West Garden at the Site of the Kaninnomiya Residence
- AddressKyotogyoen, Kamigyo-ku, Kyoto City
Stroll-style pond garden
Outline of garden
Address : Kyotogyoen, Kamigyo-ku, Kyoto City
Telephone : +81-(0)75-211-6348
Period of garden construction : Meiji and Taisho periods
Garden style : Stroll-style pond garden
Site area : 1,900 m2
Public openness : Open (No admission fee)
* * * * * * * * * *
The Kaninnomiya, one of the four hereditary imperial families, was established in 1710 by Imperial Prince Naohito Shinno, the sixth son of Emperor Higashiyama. The current Japanese imperial line has descended from the Kaninnomiya family since 1780. Following the relocation of the capital from Kyoto to Tokyo in 1869, most of the residences of imperial families and court nobles were removed and demolished, with the area converted into what is now known as the Kyoto Gyoen National Garden. However, one exception is the site of the Kaninnomiya residence, which remains in its original style. In order to preserve its high historical value, the buildings and the south garden were restored between 2003 and 2006, and the west garden was rebuilt during the period 2012-2013. It has been open to the public since 2006.
Photo-1. The site of the Kaninnomiya residence in the Kyoto Gyoen National Garden
The garden at the south of the residential house was first created in the middle of the 18th century. After several restorations, there is now a gently sloping lawn hill and a pond with small islands and the Suhama shore that consists of a pebbled beach and resembles a seashore landscape.

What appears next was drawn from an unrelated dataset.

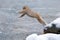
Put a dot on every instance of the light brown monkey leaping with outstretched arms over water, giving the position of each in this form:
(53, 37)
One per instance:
(27, 11)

On the other hand, the garden at the west of the Kaninnomiya residence was created in the Meiji period as the residence of the director of the Kyoto branch office, the old ministry of Imperial Household. It is a stroll-style pond garden of the Edo period that was popular among the court nobility at that time. This style gives different views that can be enjoyed one after the other by walking along the path around a pond. The west garden is also characterized by the arrangement of a small stream (yarimizu), which is another traditional technique seen in the Shinden-zukuri garden style. In the west garden, many different types of stones are used within the bank of the pond, as stepping stones, and in the stone lanterns, including red Kurama stone, purple Kibune stone, and white Shirakawa stone from the areas around Kyoto.
Photo-2. A stroll-style pond garden
Photo-3. Arrangement of a small stream from the pond
Photo-4. Different types of stones used within the bank of the pond
Photo-5. A clear pond beside a walking path
The original layout of the removed director's residence, first built in 1892, has been restored and displayed through a set of wooden frames on the ground. The view of the garden from the room can be understood based on its layout, such as an entrance at the front center, guest rooms at the east, and private rooms at the west across a courtyard. The main room for private life would have faced the garden. There are verandas positioned around the residence to enjoy the garden in all seasons. Standing next to the cylindrical stone washbasin "chozu-bachi," located near the veranda, appears to provide a full view of the garden, with the large trees and sunlight filtering to make a cool space. Small streams, or yarimizu, are said to flow naturally between the trees with stepping stones and can also be seen from the main room of the sukiya-zukuri (teahouse)-styled guesthouse.
Photo-6. The original layout of the removed director's residence
Photo-7. A set of wooden frames on the ground
Photo-8. The guest and private rooms facing a courtyard
To the present day, this restored compact garden successfully provides an open atmosphere to refine beauty as a product of a landscape style during the Meiji and Taisho periods.